The operation time processing performed by the operation time processing means 17 is roughly divided into “request travel” and “loading travel”.
In “required travel”, first, the required travel time is obtained by “travel required time” + “detour loss time (defined by travel route)”. Then, the average speed is obtained from the required travel distance (local point-from point) / travel required time.

  In “loading travel”, first, the load travel time is obtained by “travel required time” + “detour loss time (defined by travel route)”. And the process which calculates | requires an average speed by the loading travel distance (from point-to point) / travel required time is performed.

By performing the processing as described above in the simulation unit 13, simulation results as shown in FIGS. 10 to 12 are displayed on the screen display unit 11.
Although omitted in the above description, the crane simulator 10 of the present embodiment has a drawing function, and as shown in the upper part of the screen in FIG. Is created based on the information entered.

  When the operating rate totaling item 209 is clicked after returning to the initial screen, the operating rate totaling can be displayed as shown in FIG. In the case of this example, as shown in the pop-up menu in FIG. 11, when the simulation is not completed, the result that was completed last time is displayed.

  As the display content, arbitrary information can be displayed. In the example of FIG. 11, “crane state”, “occupation time for each crane state”, “occupancy rate for each crane state”, etc. for each crane. is there.

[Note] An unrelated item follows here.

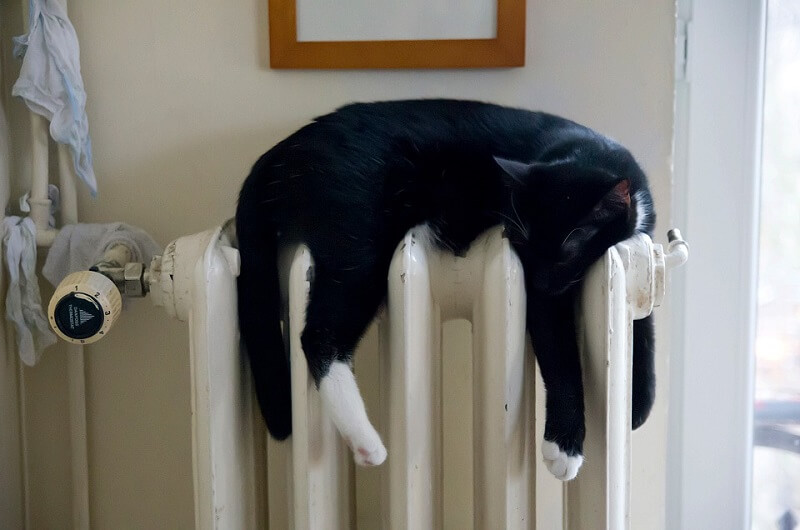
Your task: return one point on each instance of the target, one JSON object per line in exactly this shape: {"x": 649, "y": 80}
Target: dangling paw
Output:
{"x": 560, "y": 464}
{"x": 369, "y": 451}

  For details on “crane status”, “empty vehicle”, “empty vehicle from simulation start to first work”, “empty vehicle (waiting for execution of assignment)”, “running requested travel”, “load receiving”, “loading travel” `` Medium '', `` Unloading '', `` Evacuating evacuation '', `` Requiring evacuation travel '', `` Pausing travel cessation '', `` Loading travel evacuation '', `` Loading travel cessation '', For example, "Crane operation time / rate", "Crane work time", "Crane interference time". In the present embodiment, as shown in FIG. 11, “crane operating time / rate” is tabulated in two types.

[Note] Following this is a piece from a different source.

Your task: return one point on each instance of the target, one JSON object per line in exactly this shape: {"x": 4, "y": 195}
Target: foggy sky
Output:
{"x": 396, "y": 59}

  As described above, it becomes easy to specify factors that improve the operating rate by finely counting the operating rates. For example, consider not to enter the vehicle at a busy time, change the area division to increase the operating efficiency, increase the capacity of the two cranes, as much as possible detour factor It is possible to easily carry out an attempt to improve the operating rate by eliminating them.

  When the user returns to the initial screen and clicks the work history item 210, the details of the work history can be displayed as shown in FIG. In the case of this example, as shown in the pop-up menu in FIG. 12, the work history for each crane can be displayed.

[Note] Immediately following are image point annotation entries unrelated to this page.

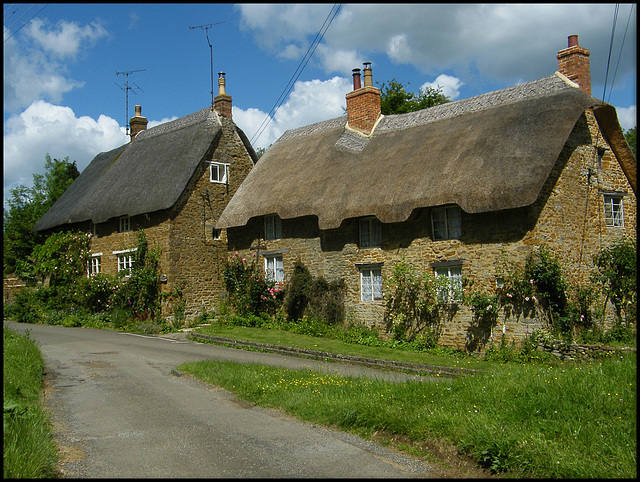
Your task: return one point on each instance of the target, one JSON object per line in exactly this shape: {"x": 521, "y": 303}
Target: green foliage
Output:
{"x": 414, "y": 302}
{"x": 26, "y": 206}
{"x": 615, "y": 271}
{"x": 314, "y": 297}
{"x": 630, "y": 136}
{"x": 394, "y": 99}
{"x": 249, "y": 292}
{"x": 139, "y": 292}
{"x": 62, "y": 258}
{"x": 29, "y": 450}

  In the example shown in FIG. 12, “instruction number”, “name of receiving party (FROM)”, “name of unloading destination (To)”, “work occurrence time”, unloading from the start of work for each crane. An example in which details such as “required time for completion” indicating the time until the completion of the subsequent winding is displayed is shown.

  As described above, the crane simulator of the present embodiment includes the “simulation condition input unit 12”, “screen display unit 11”, “simulation condition input unit 12”, “simulation unit 13”, and “simulation result output unit”. 18 ". The “simulation condition input means 12” displays a typical menu as shown in FIG. 2, and the “simulation unit 13” displays “crane interference processing means 14” and “work priority processing means 15”. , “Transfer time processing means 16” and “operation time processing means 17”, and a detailed simulation is performed based on the information input via the “simulation condition input means 12”.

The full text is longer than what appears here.